結婚式に行って原発を見る

 ブルガリアのソフィアに着いたら、30年ぶりの大雪で道路が閉鎖されていた。
 飛行場はその前日、一日中閉鎖されていたらしい。
 結婚式が開催されるドナウ川沿いの村は1.5mの積雪で孤立。披露宴をするレストランも、食材が手に入らないため、一時は結婚式延期か、という状況だったらしい。
 NYからインスタンブール経由で来た友人(新郎の母)と私はソフィアに1泊し、翌日、なんとか電車を乗り継いで最寄り駅まで行けたけれど、式のあともまだバスは不通で(山をひとつ越えなければならないので、手前の村でバスは折り返してしまう)、往復2日を移動に費やす羽目となった。

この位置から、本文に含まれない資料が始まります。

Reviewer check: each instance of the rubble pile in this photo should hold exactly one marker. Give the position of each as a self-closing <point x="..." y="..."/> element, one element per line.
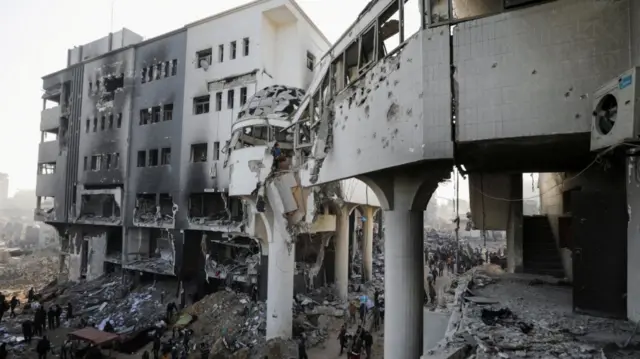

 どこもかも凍てついていて寒かったが、道中の雪景色はきれいだった。
 雪のなかを歩くウエディングドレスの新婦も、とても美しかった(残念ながら、民族衣装ではなかった)。
 衣装はフツウでも、民族ダンスや、大きなパンを使った土着的なセレモニーが盛り込まれていて、興味深かった。三三九度のように新郎新婦がシャンパンを飲んだあと、そのグラスを後方に放り投げて割るのは、割れた数で授かる子供の数を知るためだという。割るとか切るとか、日本では御法度だが、ここではそういう言語的な迷信はないようであった。

 最寄り駅から田舎の村へ行く途中、大工事現場に出くわした。原発工事だった。

 EU加盟条件として、旧ソ連製の危険な原子炉の閉鎖を余儀なくされたブルガリアは、ここ2、3年、深刻な電力不足に陥っていたが、このベレネ原発建設で電力輸出国になることを目指している。ソ連崩壊前に建設が始まり、1991年に中断された原発だが、2007年のEU加盟実現後、すぐに工事が再開された。

 入札に勝ったロシアは、チェルノブイリ型ではないもっと安全な原子炉を建設する、と約束しているそうだが、地元民に不安はないのか。地元の青年に、これに関する説明会や議論などがあったかどうか聞いてみたが、そんなものは何もなかった、それどころか、平均月収が200ユーロにも満たない国の、何の産業もない田舎町の住民は、職が増えるのを期待し、原発建設を歓迎している、という。

 豊かな国に住み、ちゃんと仕事についている人が遠くから原発反対を唱えるのは易しい(原発による電気を使いながら)。地元民がそれを歓迎するような場所に建設される、というこの現実を見て、私はこの青年に何と言ったらいいかわからなかった。